Aku ditampar Elise sambil dia berkata, "Kau itu yang terburuk!" Lalu dia kabur ke kamar sambil menangis. 


Kemudian Cain menghiburnya dengan lembut… dan hubungan mereka pun langsung maju pesat. Hari itu juga mereka bisa langsung masuk ke fase "festival piston tanam benih".


Keesokan harinya, aku membawa pasukan Nord yang sudah sepenuhnya terpesona padaku, dan kami menuju Elise yang sedang berjalan di lorong. Para anak orang kaya super gaul—tipe yang bahkan di kehidupan lalu aku tidak mau disapa—mengelilingi Elise, dan aku pun menyapanya.

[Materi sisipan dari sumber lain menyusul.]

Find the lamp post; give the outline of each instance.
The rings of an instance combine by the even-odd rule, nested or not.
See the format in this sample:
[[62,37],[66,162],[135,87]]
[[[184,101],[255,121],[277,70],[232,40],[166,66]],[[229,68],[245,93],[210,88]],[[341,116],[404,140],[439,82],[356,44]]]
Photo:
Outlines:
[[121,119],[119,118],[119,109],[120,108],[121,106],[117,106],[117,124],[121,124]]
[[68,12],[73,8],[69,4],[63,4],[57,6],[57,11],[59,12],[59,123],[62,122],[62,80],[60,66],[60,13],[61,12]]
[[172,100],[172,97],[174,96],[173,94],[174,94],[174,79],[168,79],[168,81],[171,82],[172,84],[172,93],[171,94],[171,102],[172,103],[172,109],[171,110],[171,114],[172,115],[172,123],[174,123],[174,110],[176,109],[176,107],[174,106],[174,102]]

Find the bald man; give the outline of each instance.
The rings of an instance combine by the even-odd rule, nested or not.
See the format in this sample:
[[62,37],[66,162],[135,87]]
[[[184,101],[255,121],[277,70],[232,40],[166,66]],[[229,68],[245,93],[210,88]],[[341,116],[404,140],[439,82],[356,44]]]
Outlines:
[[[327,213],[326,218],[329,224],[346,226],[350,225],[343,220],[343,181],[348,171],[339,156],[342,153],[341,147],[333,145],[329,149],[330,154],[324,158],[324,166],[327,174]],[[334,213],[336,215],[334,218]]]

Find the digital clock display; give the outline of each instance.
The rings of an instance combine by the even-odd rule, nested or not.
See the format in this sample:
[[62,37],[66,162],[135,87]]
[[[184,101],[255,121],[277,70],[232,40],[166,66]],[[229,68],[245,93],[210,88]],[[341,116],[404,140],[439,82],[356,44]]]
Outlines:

"Elise, putri dari Count Madadaria, benar kan?"


"Ya, benar. Ada keperluan apa, Nord-sama?"


"Namaku Nord! Putra pertama keluarga Vilance!!"


Para pengikut Nord mulai melakukan sandiwara seperti, "Luar biasa, Nord! Itulah yang membuat kami terpesona!" tapi Elise tetap sangat tenang.


"Ya, saya tahu."


"Baiklah. Elise, kau itu cantik… maka dari itu, ikut denganku!"


Gombalan seaneh ini sudah pasti ditolak, dan pasti meninggalkan kesan buruk.


Aku melirik Cain yang selalu mengawasinya dari balik dinding. 


Cain! Jangan bengong doang, cepat hentikan aku, lindungi Elise dan rebut dia kembali!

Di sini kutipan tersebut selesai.